El pueblo sencillo sabía de alabar a Jesús. «Bendito el seno que te portó y los pechos que te amamantaron», exclamó aquella mujer del barrio mientras Jesús hablaba. «Hosanna, bendito el que viene en nombre del Señor», cantaban los niños alentados por sus mamás y por sus padres cuando Jesús entró en Jerusalén montado en un burrito. «Verdaderamente este era Hijo de Dios», confesó el Centurión. Y así tanta gente. El pueblo fiel de Dios da rienda suelta a su deseo hondo de alabanza, cada vez que canta a Dios y a sus santos, cada vez que llena de flores las imagencitas de la Virgen y exclama sus «viva, viva» mientras lleva al Señor en andas.

Deseo de adorar

Adorar y hacer reverencia es el deseo básico que mueve toda religión, todo deseo de relacionarnos con Alguien que nos trasciende. Es un deseo que en muchos brota espontáneo y en otros está mutilado o amordazado. En los niños, la «adoración» por sus padres, como respuesta a las alabanzas y cariños que estos les prodigan, es un sentimiento muy puro que, si es bien educado, se orienta con la gracia del Espíritu Santo a la adoración del Niño Jesús, de la Virgen. Es un deseo auténtico y único que necesita que se lo explicite y que a los niños se les den los gestos de adoración que les permitan encauzar y expresar este deseo profundo: arrodillarse ante el Santísimo, mandar un besito a la Virgen, besar una imagen, hacer silencio respetuoso al entrar en el templo o en el momento de rezar. Hace bien a los niños ver a sus padres arrodillarse y hacerse la señal de la Cruz.

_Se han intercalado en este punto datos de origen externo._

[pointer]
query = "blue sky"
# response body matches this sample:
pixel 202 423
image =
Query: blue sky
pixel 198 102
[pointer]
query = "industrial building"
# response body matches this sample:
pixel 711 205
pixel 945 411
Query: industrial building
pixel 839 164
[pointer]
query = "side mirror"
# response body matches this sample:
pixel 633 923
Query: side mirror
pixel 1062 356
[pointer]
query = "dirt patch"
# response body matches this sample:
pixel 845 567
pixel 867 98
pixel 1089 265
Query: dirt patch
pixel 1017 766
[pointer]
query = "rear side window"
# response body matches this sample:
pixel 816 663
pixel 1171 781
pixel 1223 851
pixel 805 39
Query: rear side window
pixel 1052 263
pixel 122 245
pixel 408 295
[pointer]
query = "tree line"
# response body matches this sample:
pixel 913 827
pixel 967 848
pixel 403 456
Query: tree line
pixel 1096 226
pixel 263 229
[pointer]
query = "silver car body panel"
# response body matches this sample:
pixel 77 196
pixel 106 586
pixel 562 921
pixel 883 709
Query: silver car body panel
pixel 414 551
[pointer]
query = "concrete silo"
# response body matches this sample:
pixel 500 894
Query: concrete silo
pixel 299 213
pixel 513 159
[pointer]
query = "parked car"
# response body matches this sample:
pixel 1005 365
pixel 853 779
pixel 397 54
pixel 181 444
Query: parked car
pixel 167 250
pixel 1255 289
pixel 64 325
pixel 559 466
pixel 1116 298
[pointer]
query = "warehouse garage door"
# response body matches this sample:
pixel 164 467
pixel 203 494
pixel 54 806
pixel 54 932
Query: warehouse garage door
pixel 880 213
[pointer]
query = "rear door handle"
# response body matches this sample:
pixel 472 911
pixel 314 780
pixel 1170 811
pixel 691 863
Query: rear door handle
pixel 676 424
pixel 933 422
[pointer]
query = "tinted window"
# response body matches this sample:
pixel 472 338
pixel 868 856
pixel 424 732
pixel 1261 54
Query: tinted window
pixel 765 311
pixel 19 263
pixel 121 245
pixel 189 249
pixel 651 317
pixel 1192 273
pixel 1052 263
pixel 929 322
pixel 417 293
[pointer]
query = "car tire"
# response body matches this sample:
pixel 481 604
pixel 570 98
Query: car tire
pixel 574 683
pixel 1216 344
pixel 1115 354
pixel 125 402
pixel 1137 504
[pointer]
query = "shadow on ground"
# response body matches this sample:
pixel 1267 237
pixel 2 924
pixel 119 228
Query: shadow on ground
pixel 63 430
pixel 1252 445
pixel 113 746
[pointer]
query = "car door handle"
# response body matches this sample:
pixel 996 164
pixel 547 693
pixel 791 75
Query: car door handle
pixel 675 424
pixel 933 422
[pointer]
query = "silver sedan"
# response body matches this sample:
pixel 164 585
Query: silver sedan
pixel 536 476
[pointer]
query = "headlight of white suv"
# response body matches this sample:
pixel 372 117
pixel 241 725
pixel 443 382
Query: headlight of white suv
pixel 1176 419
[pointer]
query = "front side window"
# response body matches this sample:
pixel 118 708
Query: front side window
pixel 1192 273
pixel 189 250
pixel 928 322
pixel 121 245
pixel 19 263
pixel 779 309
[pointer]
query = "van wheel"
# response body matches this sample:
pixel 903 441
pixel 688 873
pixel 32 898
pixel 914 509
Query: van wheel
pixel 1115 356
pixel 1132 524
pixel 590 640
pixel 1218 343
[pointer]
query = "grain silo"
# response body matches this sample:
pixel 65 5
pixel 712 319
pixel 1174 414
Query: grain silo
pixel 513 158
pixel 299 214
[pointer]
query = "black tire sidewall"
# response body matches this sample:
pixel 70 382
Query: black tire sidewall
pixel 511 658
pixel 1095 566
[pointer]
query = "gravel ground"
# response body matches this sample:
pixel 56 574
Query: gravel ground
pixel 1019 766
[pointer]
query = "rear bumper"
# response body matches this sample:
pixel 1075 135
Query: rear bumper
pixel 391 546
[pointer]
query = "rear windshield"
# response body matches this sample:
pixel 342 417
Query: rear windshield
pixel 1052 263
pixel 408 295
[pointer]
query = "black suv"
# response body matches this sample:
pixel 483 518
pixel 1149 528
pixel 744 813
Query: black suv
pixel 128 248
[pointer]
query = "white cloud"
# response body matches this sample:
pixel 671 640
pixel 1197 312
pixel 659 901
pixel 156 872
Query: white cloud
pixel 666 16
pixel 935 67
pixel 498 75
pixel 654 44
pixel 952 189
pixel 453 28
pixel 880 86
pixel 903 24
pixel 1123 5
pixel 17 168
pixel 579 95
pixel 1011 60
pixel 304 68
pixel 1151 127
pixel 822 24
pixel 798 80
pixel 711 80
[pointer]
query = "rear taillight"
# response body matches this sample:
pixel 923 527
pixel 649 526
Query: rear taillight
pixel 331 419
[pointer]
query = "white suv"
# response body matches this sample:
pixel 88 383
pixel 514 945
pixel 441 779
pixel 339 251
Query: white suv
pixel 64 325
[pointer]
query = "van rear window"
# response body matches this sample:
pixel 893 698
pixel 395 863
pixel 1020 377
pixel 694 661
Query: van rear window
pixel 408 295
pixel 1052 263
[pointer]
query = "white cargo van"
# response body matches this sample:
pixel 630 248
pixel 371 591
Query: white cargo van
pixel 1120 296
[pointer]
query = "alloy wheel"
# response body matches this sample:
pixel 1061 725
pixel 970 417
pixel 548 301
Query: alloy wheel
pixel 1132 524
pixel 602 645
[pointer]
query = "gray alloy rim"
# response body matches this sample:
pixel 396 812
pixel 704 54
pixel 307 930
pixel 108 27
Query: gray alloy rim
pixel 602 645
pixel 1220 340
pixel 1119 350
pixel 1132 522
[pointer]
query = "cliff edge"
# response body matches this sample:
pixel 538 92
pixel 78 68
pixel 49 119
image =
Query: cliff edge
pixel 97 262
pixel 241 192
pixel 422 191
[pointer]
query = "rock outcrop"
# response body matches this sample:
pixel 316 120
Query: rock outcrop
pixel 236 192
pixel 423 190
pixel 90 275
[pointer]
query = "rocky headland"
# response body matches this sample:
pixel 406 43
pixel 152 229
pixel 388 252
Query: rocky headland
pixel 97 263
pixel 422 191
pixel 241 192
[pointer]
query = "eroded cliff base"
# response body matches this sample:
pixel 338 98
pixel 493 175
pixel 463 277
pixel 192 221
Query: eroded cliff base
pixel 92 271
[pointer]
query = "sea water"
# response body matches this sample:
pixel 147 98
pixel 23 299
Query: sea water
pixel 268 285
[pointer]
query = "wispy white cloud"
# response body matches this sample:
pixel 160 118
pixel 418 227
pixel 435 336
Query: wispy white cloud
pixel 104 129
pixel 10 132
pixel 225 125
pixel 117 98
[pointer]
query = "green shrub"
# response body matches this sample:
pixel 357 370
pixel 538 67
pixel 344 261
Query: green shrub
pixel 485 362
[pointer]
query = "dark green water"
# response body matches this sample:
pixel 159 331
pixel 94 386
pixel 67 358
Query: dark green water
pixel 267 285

El leproso curado que volvió alabando y bendiciendo a Dios y se postró rostro en tierra ante el Señor, nos muestra esta actitud de adoración que el pueblo de Dios sentía que podía tener ante Jesús y que el Señor no rechazaba.

Deseo de servir

Servir es también un deseo básico que mueve todas nuestras acciones. Servir a los otros, ser útiles a los demás, contribuir con la creación, dar fruto, ofrecer lo mejor de uno, el propio carisma, dar una mano, gastarse por los demás, ayudar a los que necesitan… Si la adoración es un deseo propio de la creatura y es unidireccional, la alabanza y el servicio son deseos también propios de nuestro creador. Jesús alababa la fe y la misericordia de la gente y toda su vida fue de servicio a los demás. Lo consagró en el lavatorio de los pies a los discípulos.

Una imagen positiva de nuestro ser y de nuestro pasado    

Para poder discernir es necesario tener «experiencialmente» una imagen positiva de la vida, de nuestro ser y de nuestro pasado: somos creados buenos y encontrar cada uno nuestro bien más propio, nuestro carisma, así como un ave encuentra su canto y una flor su color, es nuestra manera de reconocer al Creador: siendo mejor lo que somos, siendo por trabajo y elección lo que somos por don y por gracia.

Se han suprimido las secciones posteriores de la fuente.